Dan penerjemah buku Norwegia, William Nygaard, ditembak pada tahun 1993 di luar rumahnya di Oslo – dia juga selamat. Seorang penulis yang produktif, buku-buku Rushdie selanjutnya termasuk novel untuk anak-anak, Haroun and the Sea of ??Stories (1990), buku esai, Imaginary Homelands (1991), dan novel East, West (1994), The Moor’s Last Sigh (1995). ), Tanah Di Bawah Kakinya (1999), dan Fury (2001). Dia terlibat dalam adaptasi panggung Midnight’s Children yang ditayangkan perdana di London pada tahun 2003.

Baca Juga:
Kapal Yang Membawa Pengungsi Haiti Terbalik Di Bahama, 17 Tewas

Dalam dua dekade terakhir ia telah menerbitkan Shalimar the Clown, The Enchantress of Florence, Two Years Eight Months and Twenty-Eight Nights, The Golden House dan Quichotte. Rushdie telah menikah empat kali, dan memiliki dua anak. Dia sekarang tinggal di AS, dan dianugerahi gelar kebangsawanan pada tahun 2007 oleh Ratu atas jasanya pada sastra. Pada 2012, ia menerbitkan memoar hidupnya setelah kontroversi atas The Satanic Verses.
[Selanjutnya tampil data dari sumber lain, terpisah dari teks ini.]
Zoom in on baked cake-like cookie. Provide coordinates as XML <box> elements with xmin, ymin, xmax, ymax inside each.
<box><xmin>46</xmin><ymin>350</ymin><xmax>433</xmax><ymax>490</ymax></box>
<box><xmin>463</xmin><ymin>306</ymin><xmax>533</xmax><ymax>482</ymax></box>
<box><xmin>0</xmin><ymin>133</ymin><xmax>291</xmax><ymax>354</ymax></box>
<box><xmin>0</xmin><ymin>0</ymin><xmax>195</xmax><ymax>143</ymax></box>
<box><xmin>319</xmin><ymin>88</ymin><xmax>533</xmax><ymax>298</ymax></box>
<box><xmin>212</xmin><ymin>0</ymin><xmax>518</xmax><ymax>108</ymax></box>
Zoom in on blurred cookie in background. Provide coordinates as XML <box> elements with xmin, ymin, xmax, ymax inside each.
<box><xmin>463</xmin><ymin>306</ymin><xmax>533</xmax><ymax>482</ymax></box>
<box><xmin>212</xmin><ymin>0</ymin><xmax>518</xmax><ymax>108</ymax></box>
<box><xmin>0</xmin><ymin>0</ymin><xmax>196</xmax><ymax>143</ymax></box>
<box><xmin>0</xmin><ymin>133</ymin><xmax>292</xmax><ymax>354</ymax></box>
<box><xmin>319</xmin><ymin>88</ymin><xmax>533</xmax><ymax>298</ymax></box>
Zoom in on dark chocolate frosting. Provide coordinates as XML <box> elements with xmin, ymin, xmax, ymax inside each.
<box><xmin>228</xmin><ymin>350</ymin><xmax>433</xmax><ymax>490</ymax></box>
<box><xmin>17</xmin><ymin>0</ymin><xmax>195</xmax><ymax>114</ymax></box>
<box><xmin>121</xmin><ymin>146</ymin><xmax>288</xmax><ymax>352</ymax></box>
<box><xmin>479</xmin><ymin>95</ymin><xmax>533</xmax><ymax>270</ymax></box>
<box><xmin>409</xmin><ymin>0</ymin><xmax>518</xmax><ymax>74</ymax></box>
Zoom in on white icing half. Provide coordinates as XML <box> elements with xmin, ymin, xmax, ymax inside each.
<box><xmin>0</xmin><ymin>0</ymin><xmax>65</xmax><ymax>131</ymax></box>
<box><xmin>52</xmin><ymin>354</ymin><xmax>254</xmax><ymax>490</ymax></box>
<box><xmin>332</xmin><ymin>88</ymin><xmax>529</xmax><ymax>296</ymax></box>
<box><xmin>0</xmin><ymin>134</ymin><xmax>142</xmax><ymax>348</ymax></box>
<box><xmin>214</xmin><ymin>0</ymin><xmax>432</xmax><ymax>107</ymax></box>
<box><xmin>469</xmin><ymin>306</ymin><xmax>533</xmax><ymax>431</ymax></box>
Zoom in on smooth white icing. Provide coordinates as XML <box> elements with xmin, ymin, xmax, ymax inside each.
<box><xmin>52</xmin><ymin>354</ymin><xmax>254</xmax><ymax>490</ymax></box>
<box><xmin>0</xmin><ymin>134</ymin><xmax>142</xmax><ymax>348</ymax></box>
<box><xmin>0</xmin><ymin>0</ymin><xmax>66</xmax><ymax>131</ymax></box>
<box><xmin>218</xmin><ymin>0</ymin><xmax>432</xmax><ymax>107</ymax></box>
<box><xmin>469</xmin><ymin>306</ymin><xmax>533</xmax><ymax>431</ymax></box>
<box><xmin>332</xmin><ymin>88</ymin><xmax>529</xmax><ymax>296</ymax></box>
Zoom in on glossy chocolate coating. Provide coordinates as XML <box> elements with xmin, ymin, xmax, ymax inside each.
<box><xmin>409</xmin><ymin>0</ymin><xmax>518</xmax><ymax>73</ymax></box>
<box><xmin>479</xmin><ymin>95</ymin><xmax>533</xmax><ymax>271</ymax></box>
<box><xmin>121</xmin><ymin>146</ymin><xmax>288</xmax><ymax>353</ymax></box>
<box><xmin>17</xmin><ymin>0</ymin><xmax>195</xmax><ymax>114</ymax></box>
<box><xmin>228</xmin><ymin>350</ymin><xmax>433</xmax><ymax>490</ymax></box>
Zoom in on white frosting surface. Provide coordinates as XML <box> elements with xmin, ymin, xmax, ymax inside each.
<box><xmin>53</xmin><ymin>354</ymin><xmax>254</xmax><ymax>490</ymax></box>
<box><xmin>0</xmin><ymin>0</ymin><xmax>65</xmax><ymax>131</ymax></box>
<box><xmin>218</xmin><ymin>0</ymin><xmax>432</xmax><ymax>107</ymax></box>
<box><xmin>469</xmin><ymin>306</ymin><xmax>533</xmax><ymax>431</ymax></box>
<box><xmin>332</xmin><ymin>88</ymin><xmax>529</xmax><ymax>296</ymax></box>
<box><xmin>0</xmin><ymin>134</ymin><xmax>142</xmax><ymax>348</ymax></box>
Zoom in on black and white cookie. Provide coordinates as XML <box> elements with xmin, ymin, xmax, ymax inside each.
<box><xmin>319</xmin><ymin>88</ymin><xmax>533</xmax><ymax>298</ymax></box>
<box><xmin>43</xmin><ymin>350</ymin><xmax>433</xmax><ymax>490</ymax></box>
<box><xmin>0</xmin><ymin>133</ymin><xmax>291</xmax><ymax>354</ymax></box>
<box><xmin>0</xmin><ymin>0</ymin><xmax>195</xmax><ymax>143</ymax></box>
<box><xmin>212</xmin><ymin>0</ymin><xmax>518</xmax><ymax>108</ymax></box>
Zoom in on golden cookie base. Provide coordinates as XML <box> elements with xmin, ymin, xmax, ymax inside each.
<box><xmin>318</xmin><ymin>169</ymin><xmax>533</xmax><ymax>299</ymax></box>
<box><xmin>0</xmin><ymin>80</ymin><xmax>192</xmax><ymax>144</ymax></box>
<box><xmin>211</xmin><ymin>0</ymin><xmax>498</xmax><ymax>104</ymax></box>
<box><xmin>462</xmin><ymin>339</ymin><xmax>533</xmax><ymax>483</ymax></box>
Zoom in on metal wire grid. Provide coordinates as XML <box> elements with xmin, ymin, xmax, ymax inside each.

Hukuman mati terhadap Rushdie berhenti secara resmi didukung oleh pemerintah Iran pada tahun 1998 dan dalam beberapa tahun terakhir penulis telah menikmati tingkat kebebasan baru. Tetapi ancaman terhadap hidupnya selalu ada di bawah permukaan, dan pemimpin tertinggi Iran saat ini Ayatollah Ali Khamenei pernah mengatakan bahwa fatwa terhadap Rushdie “ditembakkan seperti peluru yang tidak akan berhenti sampai mengenai sasarannya”.